Despite the fact that Rory Best was the only one to retire after the World Cup, Andy Farrell is putting his personal stamp on the squad with a number of new players being introduced to international rugby but without the benefit of playing a lot of rugby over the last nine months. That presents a challenge in itself.
In addition, a number of last weekend’s squad have come a very long way in a short period of time. Three of Ireland’s bench — Ed Byrne, Jamison Gibson-Park, and Ross Byrne — are not first-choice for Leinster, with all three starting on the bench in the recent Champions Cup quarter-final against Saracens. Likewise, Dave Heffernan wasn’t always the regular starting hooker for Connacht last season.

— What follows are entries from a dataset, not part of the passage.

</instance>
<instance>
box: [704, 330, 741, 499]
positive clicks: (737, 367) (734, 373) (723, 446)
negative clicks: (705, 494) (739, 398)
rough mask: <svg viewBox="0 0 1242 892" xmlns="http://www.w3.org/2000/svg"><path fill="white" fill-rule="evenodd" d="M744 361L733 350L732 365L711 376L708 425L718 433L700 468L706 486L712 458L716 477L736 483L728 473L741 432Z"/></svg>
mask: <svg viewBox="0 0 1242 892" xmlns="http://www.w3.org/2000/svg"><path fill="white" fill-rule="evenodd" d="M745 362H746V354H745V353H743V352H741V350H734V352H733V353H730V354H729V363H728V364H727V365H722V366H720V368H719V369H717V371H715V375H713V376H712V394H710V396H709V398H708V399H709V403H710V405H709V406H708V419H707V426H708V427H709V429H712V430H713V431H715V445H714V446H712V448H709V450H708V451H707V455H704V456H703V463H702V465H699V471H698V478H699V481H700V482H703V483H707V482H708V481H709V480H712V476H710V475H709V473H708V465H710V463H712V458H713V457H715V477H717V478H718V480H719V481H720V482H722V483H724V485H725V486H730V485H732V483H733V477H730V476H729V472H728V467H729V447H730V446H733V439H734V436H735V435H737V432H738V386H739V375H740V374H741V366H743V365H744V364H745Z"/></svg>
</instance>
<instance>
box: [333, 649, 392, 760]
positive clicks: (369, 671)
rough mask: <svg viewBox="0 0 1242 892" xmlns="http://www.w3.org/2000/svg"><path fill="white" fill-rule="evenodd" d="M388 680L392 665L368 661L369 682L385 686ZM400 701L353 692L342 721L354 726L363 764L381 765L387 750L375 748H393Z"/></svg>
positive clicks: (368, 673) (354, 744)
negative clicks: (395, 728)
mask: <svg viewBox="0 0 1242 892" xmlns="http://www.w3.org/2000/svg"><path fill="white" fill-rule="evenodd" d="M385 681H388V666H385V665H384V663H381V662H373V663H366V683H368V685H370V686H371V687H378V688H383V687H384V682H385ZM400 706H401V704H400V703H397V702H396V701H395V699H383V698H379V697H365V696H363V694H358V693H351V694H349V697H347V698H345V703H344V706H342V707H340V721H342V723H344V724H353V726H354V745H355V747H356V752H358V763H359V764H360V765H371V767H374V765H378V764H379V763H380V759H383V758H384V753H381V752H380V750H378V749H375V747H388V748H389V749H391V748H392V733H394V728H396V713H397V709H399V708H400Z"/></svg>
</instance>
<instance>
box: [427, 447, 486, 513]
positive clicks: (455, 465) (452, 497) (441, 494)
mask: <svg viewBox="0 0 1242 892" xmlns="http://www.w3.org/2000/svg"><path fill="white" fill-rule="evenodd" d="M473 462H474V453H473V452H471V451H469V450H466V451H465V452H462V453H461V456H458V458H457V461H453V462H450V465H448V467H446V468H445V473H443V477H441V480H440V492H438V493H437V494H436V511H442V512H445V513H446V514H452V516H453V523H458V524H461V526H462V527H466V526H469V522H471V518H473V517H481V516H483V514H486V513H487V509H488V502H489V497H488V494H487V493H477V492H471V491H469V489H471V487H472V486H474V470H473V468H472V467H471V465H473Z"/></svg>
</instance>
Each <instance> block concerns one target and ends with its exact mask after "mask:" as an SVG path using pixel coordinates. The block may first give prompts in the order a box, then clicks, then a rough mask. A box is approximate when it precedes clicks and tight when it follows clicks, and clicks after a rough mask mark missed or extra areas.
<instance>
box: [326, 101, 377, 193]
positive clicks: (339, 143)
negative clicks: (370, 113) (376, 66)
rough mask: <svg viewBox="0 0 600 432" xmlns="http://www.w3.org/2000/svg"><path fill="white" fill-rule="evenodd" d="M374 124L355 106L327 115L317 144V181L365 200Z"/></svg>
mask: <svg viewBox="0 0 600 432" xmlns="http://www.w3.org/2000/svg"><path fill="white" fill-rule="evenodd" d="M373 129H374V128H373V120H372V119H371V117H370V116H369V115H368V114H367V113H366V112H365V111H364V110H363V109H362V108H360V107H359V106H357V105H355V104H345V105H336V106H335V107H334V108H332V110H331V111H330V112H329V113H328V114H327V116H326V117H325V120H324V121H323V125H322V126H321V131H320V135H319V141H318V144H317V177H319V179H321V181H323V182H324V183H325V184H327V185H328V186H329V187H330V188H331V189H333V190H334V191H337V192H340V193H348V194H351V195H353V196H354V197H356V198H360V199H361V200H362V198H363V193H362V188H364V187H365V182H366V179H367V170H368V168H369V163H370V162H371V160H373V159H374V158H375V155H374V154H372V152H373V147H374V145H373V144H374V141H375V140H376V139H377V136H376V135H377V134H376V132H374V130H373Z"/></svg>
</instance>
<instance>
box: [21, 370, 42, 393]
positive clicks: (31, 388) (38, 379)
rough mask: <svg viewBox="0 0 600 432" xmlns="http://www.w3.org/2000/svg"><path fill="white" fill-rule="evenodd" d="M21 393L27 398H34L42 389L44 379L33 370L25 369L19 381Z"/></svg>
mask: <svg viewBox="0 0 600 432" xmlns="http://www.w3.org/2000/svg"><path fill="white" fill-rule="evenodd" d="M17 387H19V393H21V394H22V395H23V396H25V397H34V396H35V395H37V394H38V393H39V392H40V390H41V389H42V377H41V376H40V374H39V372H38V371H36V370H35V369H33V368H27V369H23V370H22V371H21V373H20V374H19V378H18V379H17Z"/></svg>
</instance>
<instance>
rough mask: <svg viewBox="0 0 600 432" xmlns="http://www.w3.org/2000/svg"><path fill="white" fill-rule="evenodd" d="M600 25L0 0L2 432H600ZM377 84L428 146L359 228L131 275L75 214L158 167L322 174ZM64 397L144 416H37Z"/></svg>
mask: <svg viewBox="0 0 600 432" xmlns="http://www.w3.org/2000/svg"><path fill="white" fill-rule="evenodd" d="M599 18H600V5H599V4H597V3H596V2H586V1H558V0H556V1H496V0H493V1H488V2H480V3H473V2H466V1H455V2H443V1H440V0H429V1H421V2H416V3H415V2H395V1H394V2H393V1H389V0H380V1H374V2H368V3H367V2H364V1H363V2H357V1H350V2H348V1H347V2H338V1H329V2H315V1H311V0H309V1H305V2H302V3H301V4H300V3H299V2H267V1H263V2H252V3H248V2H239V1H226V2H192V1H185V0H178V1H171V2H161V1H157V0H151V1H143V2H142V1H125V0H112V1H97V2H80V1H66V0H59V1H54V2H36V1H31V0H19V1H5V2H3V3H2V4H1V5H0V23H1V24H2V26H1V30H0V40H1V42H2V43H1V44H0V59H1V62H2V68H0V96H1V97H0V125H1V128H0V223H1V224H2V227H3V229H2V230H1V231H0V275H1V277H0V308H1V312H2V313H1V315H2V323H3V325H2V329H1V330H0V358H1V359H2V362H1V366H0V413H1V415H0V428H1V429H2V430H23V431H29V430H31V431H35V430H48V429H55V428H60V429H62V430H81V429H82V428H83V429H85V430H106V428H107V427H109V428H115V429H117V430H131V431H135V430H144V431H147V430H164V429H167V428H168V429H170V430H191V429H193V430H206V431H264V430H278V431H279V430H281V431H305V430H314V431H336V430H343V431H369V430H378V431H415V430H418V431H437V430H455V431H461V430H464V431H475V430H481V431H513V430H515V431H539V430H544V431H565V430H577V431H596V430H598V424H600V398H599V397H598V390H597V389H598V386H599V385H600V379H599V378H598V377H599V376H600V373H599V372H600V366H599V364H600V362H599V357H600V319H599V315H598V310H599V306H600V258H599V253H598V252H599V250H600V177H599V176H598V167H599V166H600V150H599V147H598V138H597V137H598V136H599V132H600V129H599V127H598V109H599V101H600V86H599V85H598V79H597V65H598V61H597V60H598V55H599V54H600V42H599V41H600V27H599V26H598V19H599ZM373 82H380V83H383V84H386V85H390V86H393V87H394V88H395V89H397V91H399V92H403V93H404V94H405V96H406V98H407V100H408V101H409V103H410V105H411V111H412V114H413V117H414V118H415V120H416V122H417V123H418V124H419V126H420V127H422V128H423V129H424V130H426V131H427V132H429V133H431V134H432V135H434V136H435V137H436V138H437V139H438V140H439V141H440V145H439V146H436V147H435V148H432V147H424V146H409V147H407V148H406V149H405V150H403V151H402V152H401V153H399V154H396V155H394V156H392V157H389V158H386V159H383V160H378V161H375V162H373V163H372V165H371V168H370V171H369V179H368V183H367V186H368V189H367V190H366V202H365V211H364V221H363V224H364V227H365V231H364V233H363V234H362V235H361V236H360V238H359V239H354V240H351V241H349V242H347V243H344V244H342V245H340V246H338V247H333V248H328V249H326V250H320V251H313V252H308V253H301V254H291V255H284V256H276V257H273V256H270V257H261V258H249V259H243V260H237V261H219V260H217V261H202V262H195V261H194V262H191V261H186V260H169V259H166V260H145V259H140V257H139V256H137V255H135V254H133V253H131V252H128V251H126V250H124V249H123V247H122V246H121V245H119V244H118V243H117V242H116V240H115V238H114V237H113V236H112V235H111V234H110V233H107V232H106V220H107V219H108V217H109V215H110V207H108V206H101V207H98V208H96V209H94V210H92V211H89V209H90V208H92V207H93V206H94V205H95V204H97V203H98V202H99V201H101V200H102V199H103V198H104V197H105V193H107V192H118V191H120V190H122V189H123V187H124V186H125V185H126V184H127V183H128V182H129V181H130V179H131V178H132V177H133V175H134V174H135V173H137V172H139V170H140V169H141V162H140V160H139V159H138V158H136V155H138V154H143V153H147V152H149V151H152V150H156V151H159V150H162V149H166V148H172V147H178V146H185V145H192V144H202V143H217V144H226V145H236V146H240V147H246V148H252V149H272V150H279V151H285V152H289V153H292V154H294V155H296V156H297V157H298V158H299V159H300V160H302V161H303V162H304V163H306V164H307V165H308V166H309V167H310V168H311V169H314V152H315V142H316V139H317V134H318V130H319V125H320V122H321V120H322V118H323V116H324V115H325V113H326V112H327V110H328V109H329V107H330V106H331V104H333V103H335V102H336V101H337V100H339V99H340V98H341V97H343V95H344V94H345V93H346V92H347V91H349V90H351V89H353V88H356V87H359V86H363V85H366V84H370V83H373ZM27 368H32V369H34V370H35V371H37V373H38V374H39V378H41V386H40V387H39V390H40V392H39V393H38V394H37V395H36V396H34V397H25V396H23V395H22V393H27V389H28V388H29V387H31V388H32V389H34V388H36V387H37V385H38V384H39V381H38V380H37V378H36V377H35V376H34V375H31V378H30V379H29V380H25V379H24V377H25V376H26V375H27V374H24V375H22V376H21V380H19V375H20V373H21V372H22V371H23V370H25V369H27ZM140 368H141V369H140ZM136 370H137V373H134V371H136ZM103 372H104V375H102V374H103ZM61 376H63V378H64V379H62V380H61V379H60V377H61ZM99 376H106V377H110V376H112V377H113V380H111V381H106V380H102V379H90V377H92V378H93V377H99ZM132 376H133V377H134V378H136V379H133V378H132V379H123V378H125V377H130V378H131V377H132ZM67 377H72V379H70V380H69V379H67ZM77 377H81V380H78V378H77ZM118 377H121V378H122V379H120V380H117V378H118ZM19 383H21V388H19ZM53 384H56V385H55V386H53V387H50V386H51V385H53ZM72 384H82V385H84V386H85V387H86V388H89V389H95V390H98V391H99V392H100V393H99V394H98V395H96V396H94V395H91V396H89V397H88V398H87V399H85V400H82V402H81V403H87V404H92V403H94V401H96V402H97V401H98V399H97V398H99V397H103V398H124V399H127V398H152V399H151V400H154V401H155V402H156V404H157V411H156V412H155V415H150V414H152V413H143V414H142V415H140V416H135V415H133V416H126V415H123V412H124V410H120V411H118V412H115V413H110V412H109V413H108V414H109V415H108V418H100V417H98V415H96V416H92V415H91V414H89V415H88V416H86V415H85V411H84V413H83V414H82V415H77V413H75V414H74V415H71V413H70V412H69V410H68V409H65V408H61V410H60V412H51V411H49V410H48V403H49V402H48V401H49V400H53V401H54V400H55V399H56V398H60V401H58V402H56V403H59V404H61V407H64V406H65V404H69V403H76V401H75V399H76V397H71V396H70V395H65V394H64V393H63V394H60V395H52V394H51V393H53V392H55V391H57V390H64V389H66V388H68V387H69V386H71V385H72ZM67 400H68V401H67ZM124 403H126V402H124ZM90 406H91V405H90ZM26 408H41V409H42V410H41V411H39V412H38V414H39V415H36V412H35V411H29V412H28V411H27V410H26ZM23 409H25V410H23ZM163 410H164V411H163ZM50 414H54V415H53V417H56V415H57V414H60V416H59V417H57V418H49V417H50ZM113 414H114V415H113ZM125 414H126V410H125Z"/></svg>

Hugo Keenan and Will Connors only made their Champions Cup debut in that defeat to Saracens while Andrew Porter regularly starts on the Leinster bench behind first-choice tight head Tadhg Furlong. That said, Porter delivered a rock-solid Irish scrummaging performance on Saturday. The scrum only fell apart when the French auxiliary front row of Juan-Baptiste Gros, Camille Chat, and Demba Bamba were introduced.
Ed Byrne scrummaged well when covering for new centurion Cian Healy’s head injury assessment in the opening half but struggled, in tandem with Heffernan and Finley Bealham, in the final quarter. Consider also that Rob Herring, Farrell’s choice as starting hooker since Best departed the scene, spent years as back up to the former Ireland captain at Ulster.
The step up to international level for a number of those players is huge and the difference between having to do it against Italy and France was pretty obvious last weekend. At least Farrell hasn’t been afraid to offer opportunities to a wide range of emerging talent and needs to be applauded for that. The process needs to evolve in the Autumn Nations Cup tournament, scheduled between now and December 5.
With the 2021 Six Nations Championship only three months away, Farrell needs to use these four tests to clarify a number of selection issues, not least, his long term first-choice hooker, first-choice second-row combination, and whether Tadhg Beirne, superb against Italy and France, might be better utilised in the back row.
He will also hope that Dan Leavy, having bagged another 20 minutes of action for Leinster against Glasgow on Monday, might be ready to return to the international fold in the new year.
Behind the scrum, he needs to find out if Gibson-Park and Ross Byrne are of international standard as half-back cover while hoping that the forgotten man of Irish rugby, Joey Carbery, will return to competitive action sometime soon.
Farrell is spoiled for choice in midfield but with Earls fit, James Lowe eligible for selection for the game against Wales on Friday week, and Munster full-back Shane Daly waiting patiently for his opportunity, he needs to look closely at his options in the back three in order to decide on a settled combination for the 2021 Six Nations.
Incredibly, that’s only around the corner.